一難去ってまた一難、ではなく、一難去らずにまた一難、である。


突然、玉響の練習場に現れたかおり(相武紗季)。朝陽(田中圭)と仲が良さそうにしている様子に玲緒(瀧内公美)は気が気じゃない。

が、「難」はそこではない。
シンフォニーホールとのフランチャイズ契約を巡って、玉響と高階フィルがコンペを行うことが決定。
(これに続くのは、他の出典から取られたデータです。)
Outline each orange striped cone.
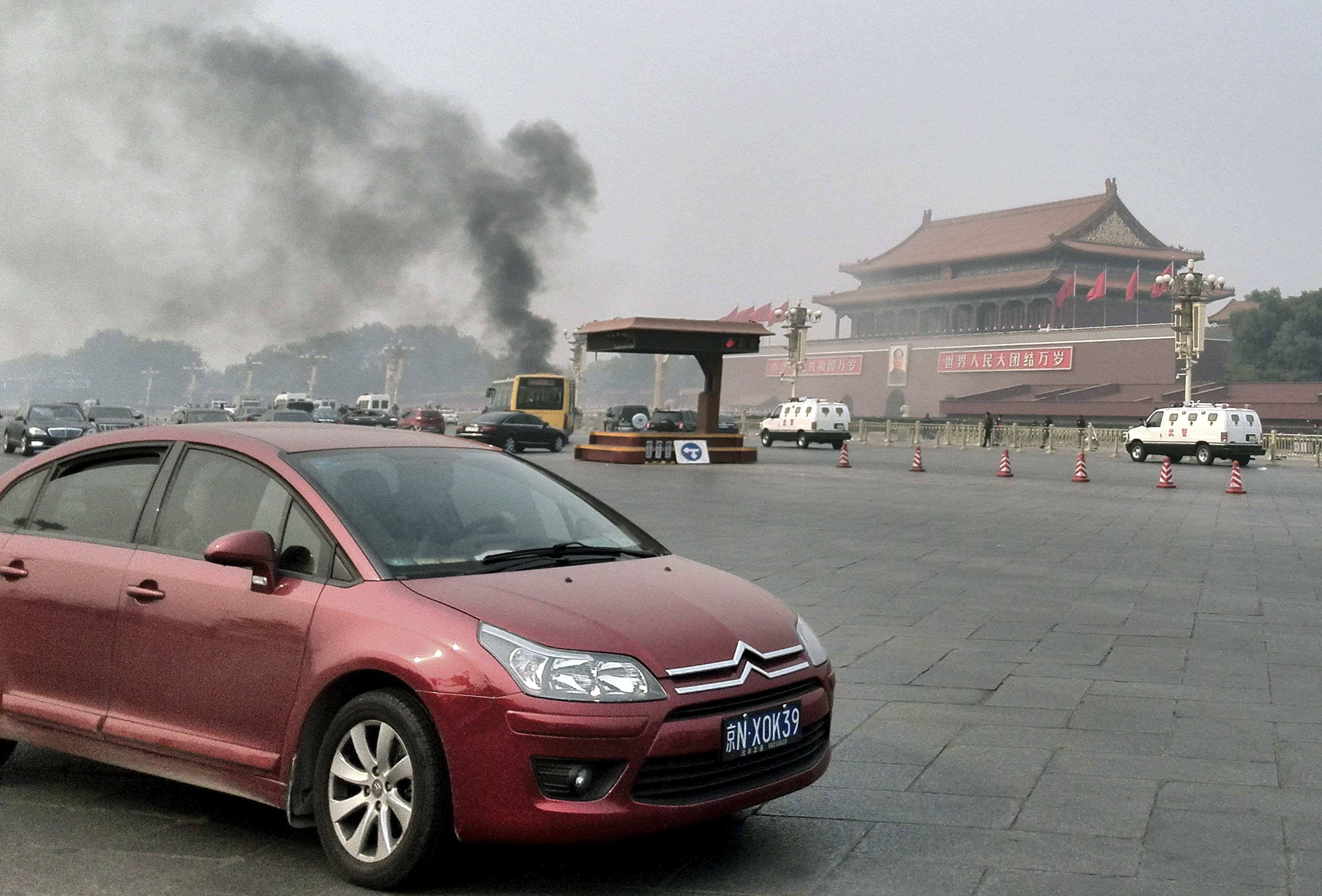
[1157,457,1175,489]
[1226,460,1248,494]
[996,449,1014,478]
[1070,451,1092,482]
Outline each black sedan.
[455,411,566,454]
[340,408,399,429]
[4,403,97,457]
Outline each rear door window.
[156,448,290,558]
[0,470,46,533]
[26,448,165,544]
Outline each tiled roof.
[840,180,1202,276]
[813,268,1058,308]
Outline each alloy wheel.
[327,719,414,863]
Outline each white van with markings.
[761,398,850,451]
[1125,402,1266,467]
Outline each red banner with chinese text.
[936,345,1073,373]
[767,354,863,377]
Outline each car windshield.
[188,411,233,423]
[28,405,86,420]
[288,448,664,579]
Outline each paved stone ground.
[0,447,1322,896]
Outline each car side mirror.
[202,528,275,595]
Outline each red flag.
[1150,262,1175,299]
[1087,268,1107,301]
[1056,273,1075,308]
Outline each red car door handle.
[124,581,165,604]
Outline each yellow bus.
[486,374,576,434]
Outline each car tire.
[314,690,454,890]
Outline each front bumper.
[422,663,836,843]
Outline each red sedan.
[0,423,834,887]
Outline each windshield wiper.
[483,542,656,563]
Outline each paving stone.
[813,855,982,896]
[986,675,1089,710]
[1070,697,1175,734]
[817,756,923,790]
[1014,773,1158,837]
[914,744,1051,797]
[984,868,1285,896]
[857,823,1138,875]
[832,724,960,765]
[1277,743,1322,789]
[1157,781,1322,819]
[761,786,1019,827]
[1047,749,1276,786]
[954,724,1169,756]
[1138,809,1286,887]
[1170,718,1276,763]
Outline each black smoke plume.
[0,0,595,370]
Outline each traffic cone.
[1070,451,1092,482]
[996,448,1014,478]
[1157,457,1175,489]
[1226,460,1248,494]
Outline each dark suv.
[4,402,97,457]
[648,411,698,432]
[602,405,649,432]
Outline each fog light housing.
[533,756,625,802]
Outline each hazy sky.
[0,0,1322,361]
[246,0,1322,343]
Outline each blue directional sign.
[674,439,711,464]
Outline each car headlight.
[795,616,826,666]
[477,623,665,703]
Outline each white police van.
[761,398,850,451]
[1125,402,1266,467]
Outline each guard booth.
[574,317,772,464]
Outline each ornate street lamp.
[776,300,822,400]
[1155,259,1235,405]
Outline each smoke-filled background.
[0,0,596,370]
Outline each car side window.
[0,472,45,533]
[156,448,290,558]
[26,449,164,544]
[279,504,335,579]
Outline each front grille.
[632,716,830,806]
[666,678,822,721]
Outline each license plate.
[721,700,801,760]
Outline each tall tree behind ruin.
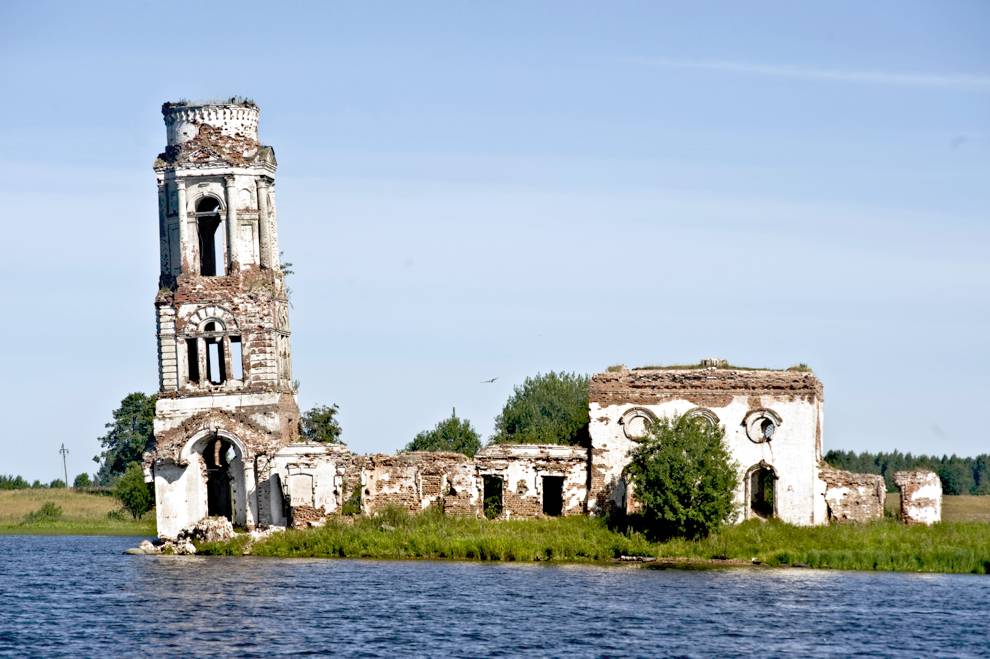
[93,392,157,485]
[405,410,481,458]
[492,371,589,446]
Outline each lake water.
[0,536,990,657]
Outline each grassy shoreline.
[0,488,156,536]
[197,511,990,574]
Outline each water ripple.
[0,536,990,657]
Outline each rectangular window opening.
[230,336,244,381]
[482,476,502,519]
[543,476,564,517]
[186,339,199,384]
[206,339,227,384]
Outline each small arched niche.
[681,407,719,427]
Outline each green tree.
[113,462,155,519]
[299,403,341,444]
[492,371,589,445]
[405,410,481,458]
[627,416,738,538]
[93,392,157,485]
審査員票と観客票で争い、負けた場合、玉響はまさかの解散だ。

観客票を手に入れるためにもファンを増やさなければならない。
そのために定期演奏会を成功させなければ、と盛り上がっている矢先、いつも使っている練習場が本宮(津田健次郎)の画策で奪われてしまう。
徹底的に悪役ポジションの本宮だが、なんというか……嫌がらせがかわいらしくて微笑ましい。でも、地味にダメージが大きい。

ここで朝陽が用意した練習場というのが、自宅の常葉酒造。
湿度や気温が保たれているため、楽器にも影響が出にくいのだという。あと、タダ。

団員たちを目の前に朝陽は高らかに宣言する。

「僕は高階フィルに負けるとは思っていません!」

真面目な朝陽だけれど、だからこそ、士気をあげてくれる言葉だ。
そして、10日後に行われるバレンタイン・ガラコンサートに参加することを伝える。世界一有名な音楽評論家が出席すると言う。
高階フィルでさえ、星3.5という評価。朝陽はそれを越えて見せるというのだ。
演奏する曲は「カルメン組曲」。
定期演奏会に向けて練習していたチャイコンではない。

間近に控えたバレンタイン・ガラコンサートに向けて、玉響は常葉酒造で合宿を行うことに。
団員たちも気合い十分が、初音(門脇麦)は責任を感じていた。
自分がスランプにはまっているため、チャイコンをやらないのではないか。
そう考えた初音は、全体練習以外にもひとりでチャイコンを練習するが、焦るばかり。腕に痛みが出始めていた。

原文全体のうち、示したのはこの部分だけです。